Reserved White vs Soft Sage
Both are Sherwin-Williams colors. Both sit in the greige-grey family, which is useful context if you're narrowing within a single hue direction. At LRV 74 vs 50, Reserved White will read as the brighter of the two — a 25-point gap that matters most in north-facing or low-light rooms. They share a neutral quality — useful to know if you're layering them in the same space. At ΔE 13.7, these are genuinely distinct colors — a strong contrast if used together, or a meaningful choice between two different directions. Below you'll find 3 real-room photo comparisons where both colors appear side by side, plus 5 simulated room previews.

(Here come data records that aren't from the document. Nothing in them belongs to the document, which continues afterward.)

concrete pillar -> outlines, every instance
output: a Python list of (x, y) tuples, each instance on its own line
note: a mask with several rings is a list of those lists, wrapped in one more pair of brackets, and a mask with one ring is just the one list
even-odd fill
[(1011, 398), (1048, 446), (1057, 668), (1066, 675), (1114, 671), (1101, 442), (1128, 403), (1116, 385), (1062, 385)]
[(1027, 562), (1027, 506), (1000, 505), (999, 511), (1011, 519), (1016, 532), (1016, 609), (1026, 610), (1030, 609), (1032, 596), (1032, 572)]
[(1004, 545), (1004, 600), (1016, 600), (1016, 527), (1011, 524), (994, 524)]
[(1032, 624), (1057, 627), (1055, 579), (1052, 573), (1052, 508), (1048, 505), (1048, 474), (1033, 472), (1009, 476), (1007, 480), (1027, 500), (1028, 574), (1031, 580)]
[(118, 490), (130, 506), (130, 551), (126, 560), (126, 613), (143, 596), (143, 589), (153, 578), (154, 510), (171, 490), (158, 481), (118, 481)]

Reserved White vs Soft Sage in Real Spaces
3 real rooms side by side. Seeing Reserved White and Soft Sage in actual rooms makes the difference concrete; browse the spaces below to get a feel for how each color lives on a wall.
Living Room
Living rooms test a color across a full range of conditions — morning sun, afternoon shade, and evening lamp light all shift how both of these read. Reserved White returns significantly more light to the room — in a smaller or darker space, that difference in perceived brightness is hard to miss.
Kitchen
Kitchen lighting tends to be bright and directional, which sharpens contrast and makes undertone differences more apparent. The LRV gap is large enough that Reserved White will make the room feel meaningfully brighter than Soft Sage would.
Bathroom
Bathrooms amplify color — the enclosed space and reflective surfaces make what reads subtle elsewhere feel more present here. The LRV gap is large enough that Reserved White will make the room feel meaningfully brighter than Soft Sage would.
Color Details
Reserved White vs Soft Sage Simulated Comparison
5 simulated room previews — drag the slider on each to see Reserved White on one side and Soft Sage on the other.
Digital color is approximate. These simulations are generated from the manufacturer's hex values and overlaid on grayscale room photos — your screen's calibration, brightness, and viewing angle all affect how they render. Before committing to either color, test physical samples in your own space under the light you actually live with.
More Reserved White comparisons
See how Reserved White stacks up against other well-photographed colors across different brands and tones.